I was speaking to Christ directly of course. I was raised Catholic and head-honcho the Pope lives in Rome (kind of) so I was treating this as a pilgrimage with more pizza and Prosecco. Caroline and I had already planned to dress Jake as a nun and throw him into the Vatican. We expected we’d all burn on the way in, though.
As the plane touched down the reality of what was happening materialised. I never in a million years expected Rome to be an option, and as ungrateful as it sounds I was almost annoyed at what was happening. Perhaps my inner control freak was irritated at being incorrect. Either way, the waiter we definitely didn’t steal from was not waiting for us on the tarmac, which was nice.
I cleared Italian customs with a smile and a sloppily-pronounced “Buongirono!” reminiscent of Brad Pitt in Inglourious Basterds. This was happening mere weeks after the Brexit referendum – I was slightly concerned that European passport officials would just spit on British passports and shoo us away. I didn’t know how to say 'I voted to remain!' in Italian.

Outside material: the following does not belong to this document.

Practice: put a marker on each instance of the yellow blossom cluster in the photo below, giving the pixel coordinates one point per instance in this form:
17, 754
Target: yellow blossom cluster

One of the benefits of flying with Ryanair is that you arrive at an airport a mere seven light years away from your hotel. Luckily Caroline had pre-booked a shuttle service, and I finally understood what it’s like to be one of those people who have a chauffeur holding their name on a sign at arrivals. After 15 cigarettes (two hours is a long time for a chain-smoker like Jake) we hopped in the Taxi and made our way towards the city.
As we travelled up the motorway we passed a small shopping mall with a domed roof to which Jake exclaimed, “Look! It’s the Vatican!” I began to feel like the more well-read out of the two of us. I’m pretty sure the Holy Micro-state that is Vatican City doesn’t pass the Roman equivalent of the M6.
Jake was already working out where he could buy cigarettes (shops called “Tabacchis”) by pooling his knowledge of French and my knowledge of Spanish together to create a sort-of pseudo-Italian that enabled us to understand street signs. These romance languages are all basically the same.
The taxi route itself could not have been better really. On our journey we passed the lush countryside, the Roman Forum and the Monumento a Vittorio Emanuele II. The views were immersive, yet I was in disbelief. I was expecting to be prancing around Cinderella’s castle right now, yet I was passing the Colosseum.
Despite my initial scepticism, we had a brilliant time and I would highly recommend this mystery holiday experience. Not just with friends – perhaps with family or a loved one. Just make sure you trust the organiser, because being in the dark is exciting, terrifying or both, depending on your mindset.